My companion leaned out of the window and shouted something to the
man riding pillion. The motorcycle followed the taxi to the hospital. The
pillion rider hurried over to me.
‘So you know Ben?’ he asked, grabbing my hand firmly.
‘Where is he?’
‘He’s in London.’
‘When is he coming back?’
‘I don’t know.’
‘How is he?’
‘He’s fine. He asked me to deliver some things to his parents.’
The man turned to the woman and said something. Then, to me:
‘Thank you, thank you, we are grateful. You have done well. Please
greet him for us when you return. Tell him we are waiting for him. You
have made us very happy. We are grateful.’
He climbed on the motorbike, waved, and they sped off in a cloud of
dust.
I was given back my stool. A soft drink was pushed into my hand.

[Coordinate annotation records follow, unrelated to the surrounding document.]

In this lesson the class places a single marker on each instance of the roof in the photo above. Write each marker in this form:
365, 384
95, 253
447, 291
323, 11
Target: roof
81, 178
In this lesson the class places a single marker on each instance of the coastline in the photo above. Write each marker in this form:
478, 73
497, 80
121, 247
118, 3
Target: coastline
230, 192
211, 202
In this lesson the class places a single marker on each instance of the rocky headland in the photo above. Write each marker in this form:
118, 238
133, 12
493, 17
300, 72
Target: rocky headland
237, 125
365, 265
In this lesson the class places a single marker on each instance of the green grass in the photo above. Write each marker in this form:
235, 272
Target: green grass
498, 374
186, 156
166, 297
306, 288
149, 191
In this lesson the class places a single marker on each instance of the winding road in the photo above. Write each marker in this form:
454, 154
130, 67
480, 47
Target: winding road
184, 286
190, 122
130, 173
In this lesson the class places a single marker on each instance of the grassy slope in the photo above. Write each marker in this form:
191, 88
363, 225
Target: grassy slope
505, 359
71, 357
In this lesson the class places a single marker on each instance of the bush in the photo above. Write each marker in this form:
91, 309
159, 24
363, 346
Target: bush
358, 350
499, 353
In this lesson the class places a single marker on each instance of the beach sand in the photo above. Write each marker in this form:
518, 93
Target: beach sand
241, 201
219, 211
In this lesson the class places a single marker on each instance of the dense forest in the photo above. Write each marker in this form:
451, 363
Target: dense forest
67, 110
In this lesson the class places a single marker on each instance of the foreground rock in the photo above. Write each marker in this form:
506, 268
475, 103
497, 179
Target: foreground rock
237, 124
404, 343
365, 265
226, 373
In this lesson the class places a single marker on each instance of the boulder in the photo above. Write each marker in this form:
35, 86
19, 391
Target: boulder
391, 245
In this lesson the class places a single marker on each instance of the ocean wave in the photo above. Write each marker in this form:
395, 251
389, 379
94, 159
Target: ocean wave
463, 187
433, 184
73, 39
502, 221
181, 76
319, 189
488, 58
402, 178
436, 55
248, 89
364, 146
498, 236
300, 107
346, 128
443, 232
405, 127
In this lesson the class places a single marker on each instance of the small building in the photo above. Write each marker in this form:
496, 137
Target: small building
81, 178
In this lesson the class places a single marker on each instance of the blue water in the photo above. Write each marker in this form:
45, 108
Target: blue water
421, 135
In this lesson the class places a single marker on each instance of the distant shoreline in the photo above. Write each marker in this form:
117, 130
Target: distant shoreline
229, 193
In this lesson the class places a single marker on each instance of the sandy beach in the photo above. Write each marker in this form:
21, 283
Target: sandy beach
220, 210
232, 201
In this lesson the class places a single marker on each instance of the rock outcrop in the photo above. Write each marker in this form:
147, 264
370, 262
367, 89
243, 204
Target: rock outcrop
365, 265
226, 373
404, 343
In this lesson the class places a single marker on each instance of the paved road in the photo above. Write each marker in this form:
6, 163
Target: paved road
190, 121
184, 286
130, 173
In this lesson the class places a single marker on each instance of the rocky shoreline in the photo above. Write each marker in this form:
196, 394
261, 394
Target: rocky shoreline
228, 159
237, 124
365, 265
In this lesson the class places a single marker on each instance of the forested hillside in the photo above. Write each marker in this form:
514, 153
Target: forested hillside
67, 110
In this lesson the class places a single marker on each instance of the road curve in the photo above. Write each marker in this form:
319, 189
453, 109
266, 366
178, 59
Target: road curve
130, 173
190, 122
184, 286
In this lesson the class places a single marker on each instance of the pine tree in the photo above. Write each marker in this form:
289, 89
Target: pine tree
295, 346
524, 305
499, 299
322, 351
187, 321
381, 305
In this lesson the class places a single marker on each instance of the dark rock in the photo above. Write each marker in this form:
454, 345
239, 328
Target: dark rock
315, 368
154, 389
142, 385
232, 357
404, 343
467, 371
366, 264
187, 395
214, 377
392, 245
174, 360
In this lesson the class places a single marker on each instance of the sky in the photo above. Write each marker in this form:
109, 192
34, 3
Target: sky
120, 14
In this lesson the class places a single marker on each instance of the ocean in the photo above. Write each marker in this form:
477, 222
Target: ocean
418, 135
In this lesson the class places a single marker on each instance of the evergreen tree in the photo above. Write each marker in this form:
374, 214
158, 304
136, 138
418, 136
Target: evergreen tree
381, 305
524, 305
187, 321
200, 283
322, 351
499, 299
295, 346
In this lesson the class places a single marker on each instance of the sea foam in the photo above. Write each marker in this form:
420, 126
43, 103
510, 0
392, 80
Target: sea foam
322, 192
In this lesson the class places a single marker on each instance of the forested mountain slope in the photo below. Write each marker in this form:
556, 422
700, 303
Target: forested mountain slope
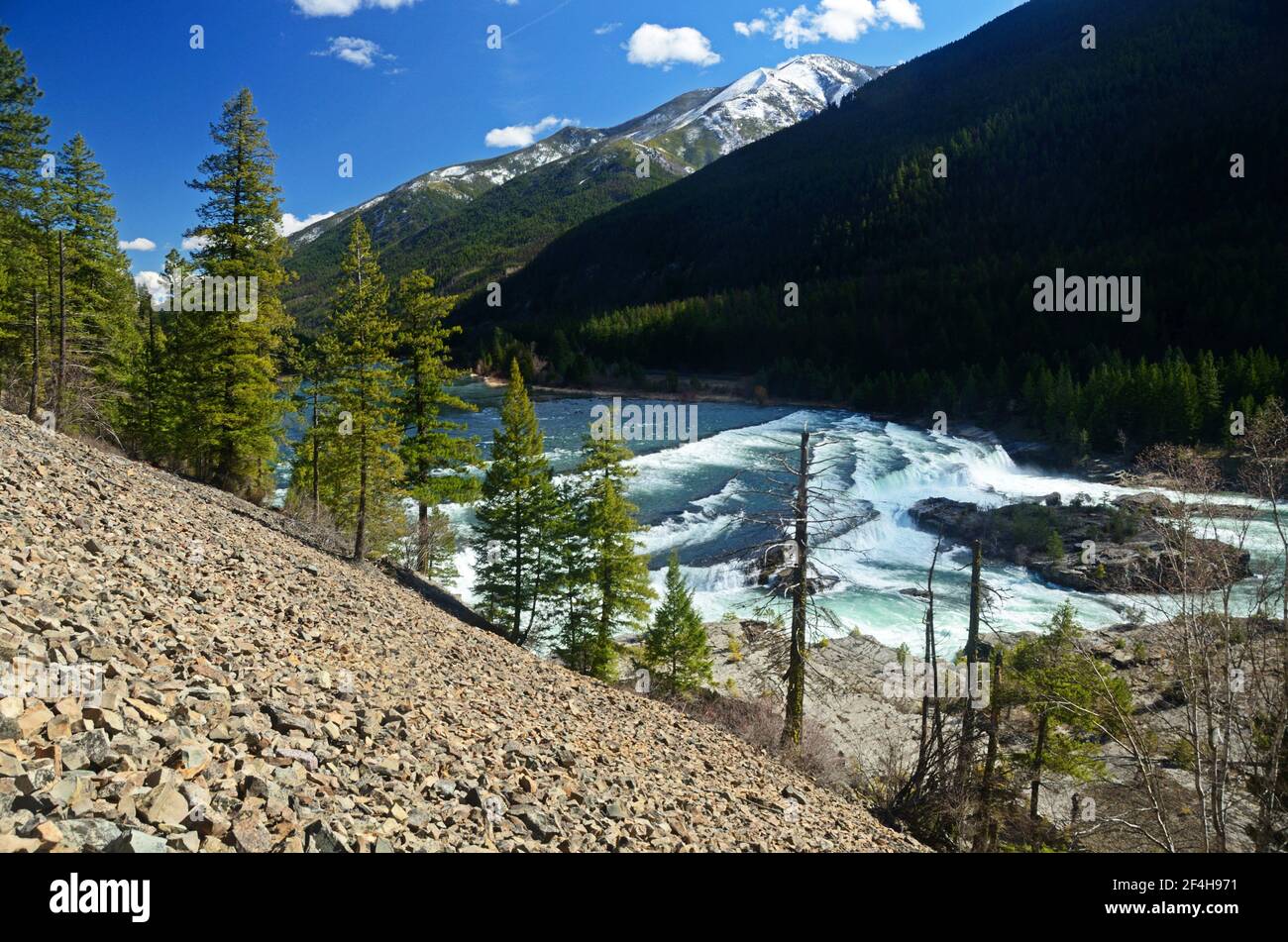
1107, 161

They women gathered around my escort as she relayed the details of the
day’s adventure. From time to time one of the traders glanced at me and
smiled in approval. When I finished my drink I indicated that I wanted to
continue on my way.
‘Ilorin,’ I said. They nodded. I was about to get up when one of them
pushed me down again. Presently an ancient mini-bus, jammed to
capacity and with its undercarriage all but scraping the ground, turned the
corner. They hailed it. I was given the conductor’s seat; the conductor, a
young man in filthy shorts, hung precariously out of the door for the
remainder of the journey. It took us less than an hour. At Ilorin motor-
park I booked a seat in a long-distance taxi to Kaduna.